Curious what the "light enough" issue is with the Princeton Branch. Is there a load limited structure that precludes use of multilevel EMU's?


----------



## jis (Nov 2, 2018)

Here is my understanding of the situation after checking with the guys who are dealing with this more closely than I am at NJ-ARP:

There are a couple of bridges whose foundations and pillars need significant work for them to be able to safely carry anything heavier than the Arrows. Everything that NJT has in the way of current rolling stock other than Comet trailers are heavier, and there is no plan to acquire anything that is not.

Additional issue with MLV EMUs is that the MLP (Multi Level Power) cars that are under consideration are all cabless (my original that is quoted by PRR has wrong info. I have corrected it in my original post). So the shortest EMU unit that can be put together that can operate bi-directionally is three cars, and no one will ever dedicate three MLVs to the Dinky, even if they could find the big bucks to fix the bridges.

Of course, if there is a will there is always a way, the easiest and cheapest probably is to lease a Silverliner V from SEPTA. A generally transit friendly local government(s) should probably be gunning to convert it to a detached light rail operation possibly extending it further along streets into Princeton township and beyond. But the current problem is that all the powers that be apparently want this line gone, so they are all busy willfully doing things that makes it more and more untenable so that they can finally put the last nail in its coffin.


----------



## neroden (Nov 3, 2018)

For decades Princeton Borough was in favor of keeping the line, and they were even backing turning it into LRT and extending it on local streets (though they never got the funding).

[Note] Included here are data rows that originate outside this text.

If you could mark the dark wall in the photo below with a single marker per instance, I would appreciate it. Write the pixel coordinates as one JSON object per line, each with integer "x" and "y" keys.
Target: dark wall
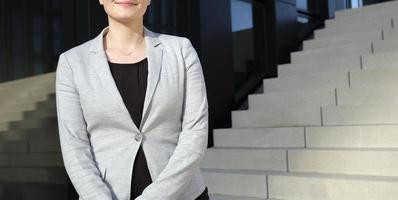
{"x": 216, "y": 58}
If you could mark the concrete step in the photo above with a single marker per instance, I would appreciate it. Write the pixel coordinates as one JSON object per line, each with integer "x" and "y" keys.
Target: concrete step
{"x": 385, "y": 76}
{"x": 280, "y": 100}
{"x": 246, "y": 159}
{"x": 371, "y": 18}
{"x": 302, "y": 116}
{"x": 28, "y": 124}
{"x": 306, "y": 82}
{"x": 331, "y": 53}
{"x": 33, "y": 191}
{"x": 348, "y": 28}
{"x": 385, "y": 46}
{"x": 365, "y": 10}
{"x": 343, "y": 39}
{"x": 391, "y": 34}
{"x": 235, "y": 184}
{"x": 51, "y": 175}
{"x": 377, "y": 136}
{"x": 347, "y": 162}
{"x": 231, "y": 197}
{"x": 380, "y": 60}
{"x": 312, "y": 186}
{"x": 360, "y": 115}
{"x": 367, "y": 95}
{"x": 311, "y": 68}
{"x": 259, "y": 137}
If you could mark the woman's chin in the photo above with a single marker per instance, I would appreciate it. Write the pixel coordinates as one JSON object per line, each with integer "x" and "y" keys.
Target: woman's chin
{"x": 124, "y": 18}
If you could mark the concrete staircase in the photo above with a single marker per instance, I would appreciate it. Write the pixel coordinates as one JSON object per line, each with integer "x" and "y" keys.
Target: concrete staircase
{"x": 31, "y": 165}
{"x": 327, "y": 127}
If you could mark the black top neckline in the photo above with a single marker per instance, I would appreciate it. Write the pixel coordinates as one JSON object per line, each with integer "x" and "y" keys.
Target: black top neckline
{"x": 144, "y": 59}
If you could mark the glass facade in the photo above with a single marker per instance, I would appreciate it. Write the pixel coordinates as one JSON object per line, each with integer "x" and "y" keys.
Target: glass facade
{"x": 242, "y": 40}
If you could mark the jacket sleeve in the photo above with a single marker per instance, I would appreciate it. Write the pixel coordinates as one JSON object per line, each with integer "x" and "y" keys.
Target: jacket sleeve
{"x": 75, "y": 145}
{"x": 192, "y": 142}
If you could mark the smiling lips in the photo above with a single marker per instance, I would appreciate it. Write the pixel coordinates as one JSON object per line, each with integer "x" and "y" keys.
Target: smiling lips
{"x": 125, "y": 3}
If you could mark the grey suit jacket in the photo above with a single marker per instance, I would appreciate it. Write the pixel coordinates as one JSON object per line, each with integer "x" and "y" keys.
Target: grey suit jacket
{"x": 99, "y": 139}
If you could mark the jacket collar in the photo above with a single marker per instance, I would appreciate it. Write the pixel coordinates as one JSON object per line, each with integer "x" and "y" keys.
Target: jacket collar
{"x": 99, "y": 61}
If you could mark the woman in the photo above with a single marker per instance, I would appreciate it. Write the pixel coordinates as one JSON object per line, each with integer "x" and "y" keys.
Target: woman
{"x": 132, "y": 112}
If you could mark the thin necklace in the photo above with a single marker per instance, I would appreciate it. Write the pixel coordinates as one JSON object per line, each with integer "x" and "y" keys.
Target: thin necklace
{"x": 125, "y": 54}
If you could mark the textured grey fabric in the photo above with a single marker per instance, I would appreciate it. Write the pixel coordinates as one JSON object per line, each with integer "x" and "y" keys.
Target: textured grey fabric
{"x": 99, "y": 139}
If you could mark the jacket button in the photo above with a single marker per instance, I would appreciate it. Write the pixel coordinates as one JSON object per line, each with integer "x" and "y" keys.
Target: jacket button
{"x": 137, "y": 137}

Who got to them?  I see they merged with the Township in 2011-2013.  Probably a bad idea.  The Township was actually pretty supportive too for a long time though, so what happened?  University administration just kept strongarming them, I guess?

There was a final report in 2015 recommending a $45 million streetcar conversion / extension.  Of course it's been ignored.  I am not kidding when I say that Princeton is going to start declining; one of the few things it had going for it vs. other Ivy League college towns was the public transportation, which is disappearing.  Getting there by car is hell.  The Walkable Princeton blog has been kind of depressed for the last few years, as nearly every action by the muncipality has been backwards and retrograde.


----------



## Mystic River Dragon (Nov 3, 2018)

Not only getting there by car, but parking, too, is a nightmare.

One problem is perhaps that, being an intellectual area, they keep studying things instead of actually taking action.

And if you are continuing to study things, and NJT takes immediate action to kill you off, you don't stand much of a chance.


----------



## Mystic River Dragon (Nov 8, 2018)

I just received one of NJT's routine surveys.

When they asked what my destination station is and how I get there, I chose Princeton and the Dinky. Figuring that I would answer for one of my friends who will not see the survey and actually does this.

In the comment box at the end, my inner Jersey Girl came out and I let them have an earful :angry: . I told them that NJT has one of the lowest reputations of all commuter rails and that they should go back and learn from when it had one of the best. I also told them to stop making excuses for themselves and to shape up.


----------



## daybeers (Nov 30, 2018)

https://planetprinceton.com/2018/11/28/nj-transit-no-firm-date-for-restoration-of-dinky-train-service-yet/



> At a Nov. 20 meeting, NJ Transit Executive Director Kevin Corbitt told area officials he could  not guarantee a restoration date,  but is trying to resume service on the Princeton Branch by January 15.  He also asked for feedback about the substitute bus service at the meeting.
> 
> Commuters who depend on the substitute bus service have reported delays and missed connections during rush hour and in bad weather. The Daily Princetonian reported that many students have been left behind or have been late for trains because the bus has half the capacity of the Dinky train. The problems become worse at the start and end of breaks when more students are traveling and are carrying luggage, students reported.


----------